Crown Prince Sultan of Saudia Arabia died early Saturday in New York. His replacement will be the first picked under a new succession system.
The likely heir to Prince Sultan's position is Prince Nayef, a conservative and the kingdom's second-deputy prime minister, Reuters reports. While the decision will be King Abdullah's to make, the process of succession will work differently than it has in the past. Rather than occurring in secret, the new crown prince will be formally elected in a vote of the 34 branches of the founding Saud family.
The Allegiance Council was King Abdullah's innovation, and a gesture toward modernization, though Al Jazeera notes that Abdullah moved Prince Nayef into his current post in 2009, effectively cementing his position as third in line to the throne.

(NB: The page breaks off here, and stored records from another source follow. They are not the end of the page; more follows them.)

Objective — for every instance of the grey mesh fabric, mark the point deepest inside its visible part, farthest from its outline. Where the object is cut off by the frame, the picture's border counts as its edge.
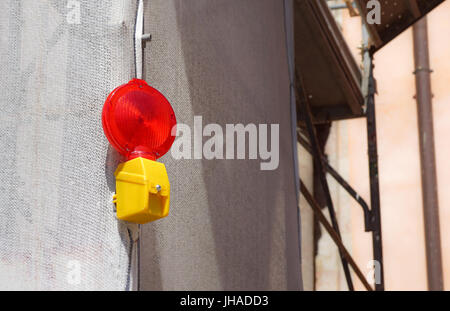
(231, 226)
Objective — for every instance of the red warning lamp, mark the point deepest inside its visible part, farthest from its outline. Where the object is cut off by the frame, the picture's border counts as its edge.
(138, 121)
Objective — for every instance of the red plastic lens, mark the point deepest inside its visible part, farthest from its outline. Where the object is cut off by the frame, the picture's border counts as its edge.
(138, 121)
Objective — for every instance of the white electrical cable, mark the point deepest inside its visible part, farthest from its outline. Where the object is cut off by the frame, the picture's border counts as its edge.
(138, 36)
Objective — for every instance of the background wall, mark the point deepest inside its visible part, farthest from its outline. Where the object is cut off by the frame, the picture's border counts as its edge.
(399, 163)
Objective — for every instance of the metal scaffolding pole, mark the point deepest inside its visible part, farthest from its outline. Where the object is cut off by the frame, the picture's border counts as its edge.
(427, 156)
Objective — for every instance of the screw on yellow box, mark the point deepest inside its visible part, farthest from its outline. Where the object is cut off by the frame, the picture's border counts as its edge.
(142, 191)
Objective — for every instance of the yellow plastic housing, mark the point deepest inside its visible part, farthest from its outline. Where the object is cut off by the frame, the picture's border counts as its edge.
(142, 191)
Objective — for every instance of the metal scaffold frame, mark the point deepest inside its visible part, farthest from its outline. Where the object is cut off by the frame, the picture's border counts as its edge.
(372, 217)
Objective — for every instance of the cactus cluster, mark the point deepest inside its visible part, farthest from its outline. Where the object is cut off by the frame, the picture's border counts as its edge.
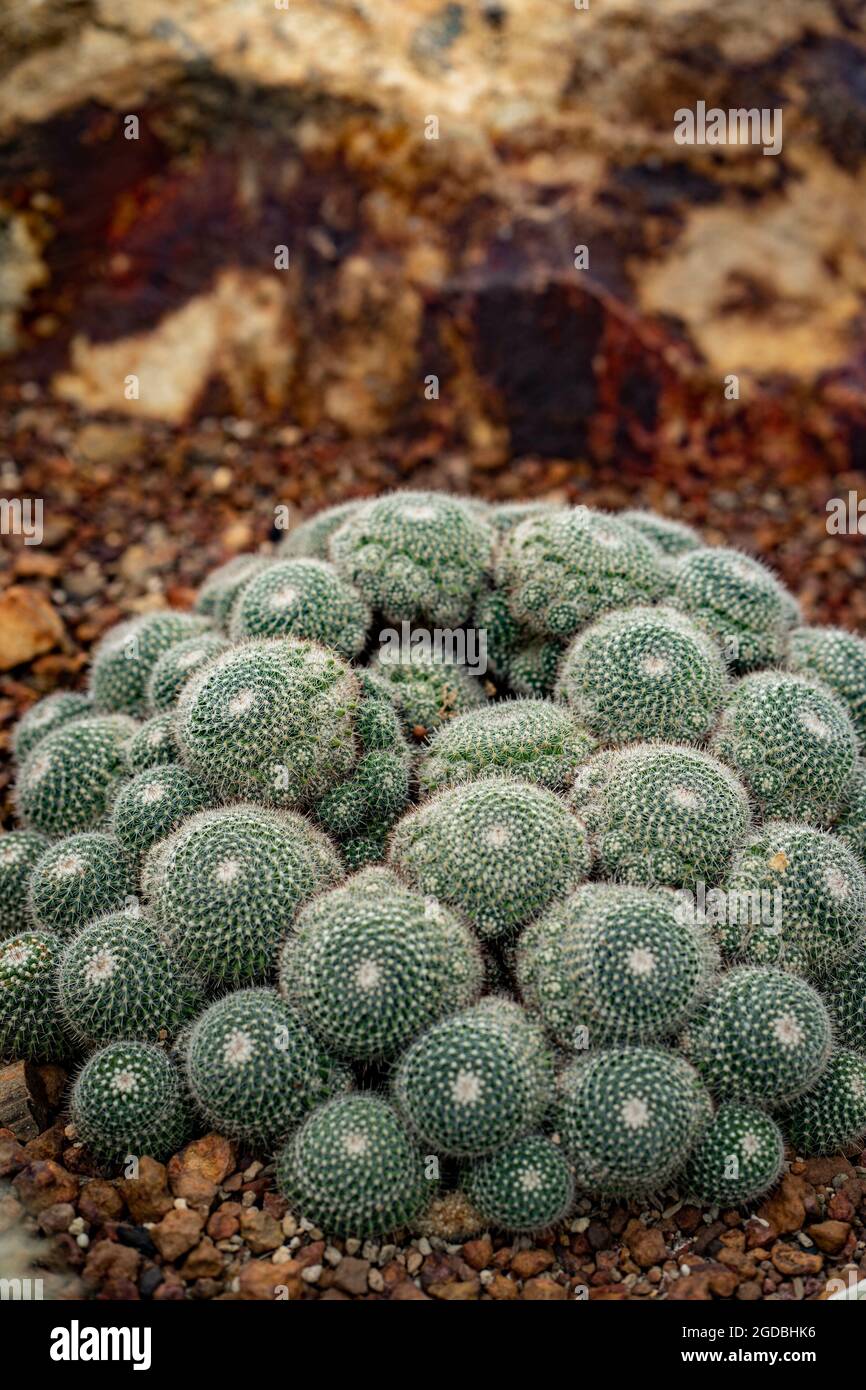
(281, 879)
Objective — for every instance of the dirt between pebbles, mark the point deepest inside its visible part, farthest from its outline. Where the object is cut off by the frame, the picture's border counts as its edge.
(135, 514)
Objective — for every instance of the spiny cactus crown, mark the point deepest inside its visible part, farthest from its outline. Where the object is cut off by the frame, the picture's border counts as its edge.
(762, 1036)
(255, 1068)
(78, 879)
(302, 598)
(738, 1157)
(128, 1100)
(793, 744)
(499, 849)
(225, 884)
(68, 779)
(416, 556)
(615, 963)
(353, 1168)
(799, 895)
(559, 571)
(644, 673)
(370, 963)
(660, 813)
(533, 740)
(628, 1118)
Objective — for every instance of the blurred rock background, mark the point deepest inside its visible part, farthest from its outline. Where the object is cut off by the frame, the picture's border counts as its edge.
(256, 255)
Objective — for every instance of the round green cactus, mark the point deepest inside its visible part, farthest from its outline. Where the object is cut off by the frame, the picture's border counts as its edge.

It is all quite complicated:
Though many believe the new successor will likely be Prince Nayef, Sultan's brother and the interior minister, the ultimate decision will come only after political machinations within a newly made council, a seal of approval from the country's religious leaders and a decision from King Abdullah, a half-brother, whose own assumption of the throne reportedly went against the wishes of Sultan and Nayef's branch.
King Abdullah named Sultan crown prince and made him deputy prime minister after assuming the throne on August 1, 2005, after the death of Sultan's brother, King Fahd. Fahd had made Abdullah his crown prince, a decision that reportedly irked those who wanted to see Sultan come next.

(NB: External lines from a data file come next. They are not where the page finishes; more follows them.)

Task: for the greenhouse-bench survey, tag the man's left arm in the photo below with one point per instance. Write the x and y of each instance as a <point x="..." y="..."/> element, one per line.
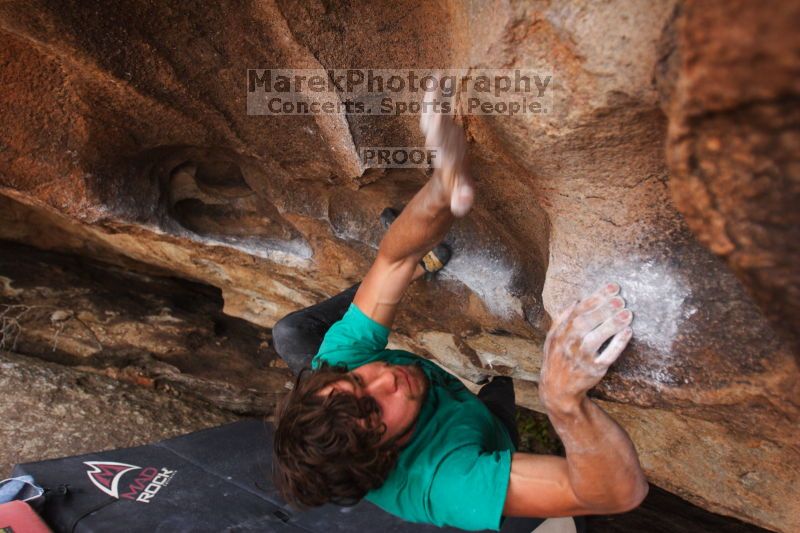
<point x="422" y="224"/>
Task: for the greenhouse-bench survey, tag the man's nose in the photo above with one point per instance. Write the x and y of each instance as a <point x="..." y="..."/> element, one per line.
<point x="385" y="381"/>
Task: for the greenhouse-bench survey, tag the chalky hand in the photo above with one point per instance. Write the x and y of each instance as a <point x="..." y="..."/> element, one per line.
<point x="443" y="134"/>
<point x="573" y="362"/>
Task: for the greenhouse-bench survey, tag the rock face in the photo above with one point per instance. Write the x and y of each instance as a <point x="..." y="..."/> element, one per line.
<point x="56" y="412"/>
<point x="127" y="140"/>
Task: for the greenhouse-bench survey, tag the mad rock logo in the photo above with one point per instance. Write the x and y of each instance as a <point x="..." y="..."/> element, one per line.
<point x="141" y="487"/>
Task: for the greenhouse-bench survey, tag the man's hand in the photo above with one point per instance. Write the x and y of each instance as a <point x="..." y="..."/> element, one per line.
<point x="572" y="361"/>
<point x="601" y="473"/>
<point x="451" y="180"/>
<point x="422" y="224"/>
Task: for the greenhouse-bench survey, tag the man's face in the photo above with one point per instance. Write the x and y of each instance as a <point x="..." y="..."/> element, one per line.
<point x="399" y="390"/>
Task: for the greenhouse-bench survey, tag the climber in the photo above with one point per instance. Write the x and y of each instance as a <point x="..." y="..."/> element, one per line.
<point x="396" y="429"/>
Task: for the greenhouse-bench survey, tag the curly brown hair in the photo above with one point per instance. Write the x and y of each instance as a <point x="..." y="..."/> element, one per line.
<point x="327" y="448"/>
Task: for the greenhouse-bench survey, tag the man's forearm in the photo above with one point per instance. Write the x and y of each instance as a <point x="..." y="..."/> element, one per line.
<point x="421" y="226"/>
<point x="604" y="469"/>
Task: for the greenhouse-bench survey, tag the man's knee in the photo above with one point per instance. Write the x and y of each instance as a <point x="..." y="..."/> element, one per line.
<point x="285" y="335"/>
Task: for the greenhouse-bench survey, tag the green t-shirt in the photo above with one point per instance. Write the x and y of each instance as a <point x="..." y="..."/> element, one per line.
<point x="455" y="469"/>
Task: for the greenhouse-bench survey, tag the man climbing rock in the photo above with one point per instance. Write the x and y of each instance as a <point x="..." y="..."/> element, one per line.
<point x="394" y="428"/>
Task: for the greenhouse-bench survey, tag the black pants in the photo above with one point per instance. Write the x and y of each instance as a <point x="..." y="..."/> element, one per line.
<point x="298" y="336"/>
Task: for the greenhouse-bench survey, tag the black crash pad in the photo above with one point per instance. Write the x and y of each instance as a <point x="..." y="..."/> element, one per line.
<point x="212" y="480"/>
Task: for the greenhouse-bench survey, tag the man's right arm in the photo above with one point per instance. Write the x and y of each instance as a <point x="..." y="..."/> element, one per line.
<point x="601" y="472"/>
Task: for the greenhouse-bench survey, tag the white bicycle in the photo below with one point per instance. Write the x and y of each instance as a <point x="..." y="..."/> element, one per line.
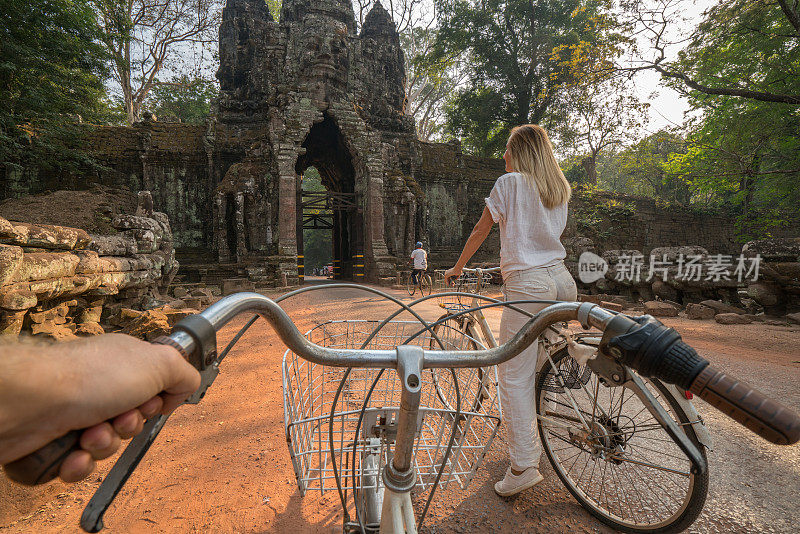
<point x="391" y="432"/>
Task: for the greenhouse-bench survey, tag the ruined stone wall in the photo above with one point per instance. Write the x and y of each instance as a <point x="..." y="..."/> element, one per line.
<point x="55" y="281"/>
<point x="168" y="159"/>
<point x="454" y="185"/>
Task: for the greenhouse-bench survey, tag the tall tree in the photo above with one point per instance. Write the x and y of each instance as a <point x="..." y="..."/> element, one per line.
<point x="182" y="99"/>
<point x="145" y="37"/>
<point x="51" y="73"/>
<point x="600" y="115"/>
<point x="512" y="47"/>
<point x="746" y="49"/>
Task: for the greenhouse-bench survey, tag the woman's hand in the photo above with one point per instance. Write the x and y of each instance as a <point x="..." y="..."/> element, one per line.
<point x="453" y="273"/>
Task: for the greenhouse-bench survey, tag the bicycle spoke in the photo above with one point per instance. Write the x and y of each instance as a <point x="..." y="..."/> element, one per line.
<point x="623" y="464"/>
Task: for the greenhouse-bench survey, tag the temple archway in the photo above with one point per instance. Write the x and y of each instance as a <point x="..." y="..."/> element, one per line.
<point x="326" y="150"/>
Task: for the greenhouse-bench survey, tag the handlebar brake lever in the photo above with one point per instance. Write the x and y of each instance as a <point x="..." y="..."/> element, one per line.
<point x="207" y="363"/>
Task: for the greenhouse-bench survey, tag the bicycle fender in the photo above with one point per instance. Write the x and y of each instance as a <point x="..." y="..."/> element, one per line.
<point x="700" y="429"/>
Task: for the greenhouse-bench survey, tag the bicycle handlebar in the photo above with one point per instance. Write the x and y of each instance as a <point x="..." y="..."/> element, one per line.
<point x="653" y="349"/>
<point x="645" y="345"/>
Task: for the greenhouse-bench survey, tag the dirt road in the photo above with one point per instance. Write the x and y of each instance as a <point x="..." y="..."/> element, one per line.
<point x="223" y="465"/>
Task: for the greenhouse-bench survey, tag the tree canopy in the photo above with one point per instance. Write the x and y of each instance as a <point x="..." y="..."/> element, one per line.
<point x="51" y="76"/>
<point x="514" y="50"/>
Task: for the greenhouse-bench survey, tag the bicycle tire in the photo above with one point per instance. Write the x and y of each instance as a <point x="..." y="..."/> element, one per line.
<point x="371" y="497"/>
<point x="411" y="287"/>
<point x="425" y="285"/>
<point x="464" y="326"/>
<point x="690" y="505"/>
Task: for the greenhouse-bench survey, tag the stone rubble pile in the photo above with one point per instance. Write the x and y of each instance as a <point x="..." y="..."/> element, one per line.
<point x="56" y="281"/>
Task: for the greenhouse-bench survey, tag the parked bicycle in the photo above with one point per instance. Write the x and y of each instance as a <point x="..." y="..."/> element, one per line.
<point x="581" y="423"/>
<point x="386" y="434"/>
<point x="423" y="284"/>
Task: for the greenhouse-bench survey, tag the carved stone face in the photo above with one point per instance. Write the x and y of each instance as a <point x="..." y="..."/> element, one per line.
<point x="325" y="55"/>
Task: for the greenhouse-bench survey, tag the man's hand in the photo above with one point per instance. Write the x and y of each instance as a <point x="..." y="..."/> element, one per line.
<point x="451" y="274"/>
<point x="108" y="385"/>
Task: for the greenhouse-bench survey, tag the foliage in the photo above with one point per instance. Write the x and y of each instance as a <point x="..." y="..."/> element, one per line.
<point x="745" y="152"/>
<point x="51" y="76"/>
<point x="517" y="50"/>
<point x="182" y="99"/>
<point x="597" y="215"/>
<point x="429" y="82"/>
<point x="145" y="37"/>
<point x="600" y="115"/>
<point x="748" y="49"/>
<point x="317" y="244"/>
<point x="645" y="168"/>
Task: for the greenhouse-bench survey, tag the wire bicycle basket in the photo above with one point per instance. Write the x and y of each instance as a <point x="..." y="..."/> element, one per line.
<point x="361" y="449"/>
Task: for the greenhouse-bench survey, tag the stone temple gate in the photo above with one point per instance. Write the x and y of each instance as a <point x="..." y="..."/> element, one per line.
<point x="308" y="91"/>
<point x="305" y="88"/>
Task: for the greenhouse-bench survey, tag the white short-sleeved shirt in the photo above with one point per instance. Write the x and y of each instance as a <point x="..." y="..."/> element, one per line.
<point x="530" y="234"/>
<point x="420" y="258"/>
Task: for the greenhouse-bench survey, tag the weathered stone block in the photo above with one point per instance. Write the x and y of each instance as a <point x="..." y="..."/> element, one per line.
<point x="732" y="318"/>
<point x="89" y="328"/>
<point x="10" y="261"/>
<point x="236" y="285"/>
<point x="657" y="308"/>
<point x="721" y="307"/>
<point x="698" y="311"/>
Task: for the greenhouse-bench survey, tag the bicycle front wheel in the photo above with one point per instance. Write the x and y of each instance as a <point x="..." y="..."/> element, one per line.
<point x="425" y="285"/>
<point x="411" y="287"/>
<point x="611" y="453"/>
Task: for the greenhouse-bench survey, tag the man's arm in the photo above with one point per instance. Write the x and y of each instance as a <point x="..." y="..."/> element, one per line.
<point x="108" y="385"/>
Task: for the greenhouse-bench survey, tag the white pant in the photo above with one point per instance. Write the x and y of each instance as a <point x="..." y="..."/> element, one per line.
<point x="518" y="375"/>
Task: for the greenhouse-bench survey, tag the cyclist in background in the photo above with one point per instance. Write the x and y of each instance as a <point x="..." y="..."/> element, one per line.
<point x="530" y="205"/>
<point x="420" y="260"/>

What about Nayef? He is, reports say, more conservative than either King Abdullah or the late Prince Sultan. And he was instrumental in helping some allied nations blunt internal uprisings over the last year, Al Jazeera reported.
He was reportedly deeply involved in Saudi Arabia's decision to send troops to put down a widespread, Shia-based protest movement in neighbouring Bahrain and made statements accusing Iran of instigating the movement.
Yet Nayef also approved a 2001 decision to issue identity cards to women for the first time. Previously, women were registered only on their father's or husband's identity card. Having their own enabled women to more easily make financial, legal and social transactions, and Nayef publicly supported the effort.
U.S. officials say they're confident that the transition will be orderly. Secretary of State Hillary Clinton praised Sultan as a "strong leader and a good friend to the United States."
"Our relationship with Saudi Arabia is strong and enduring," she said, "and we will look forward to working with the leadership for many years to come."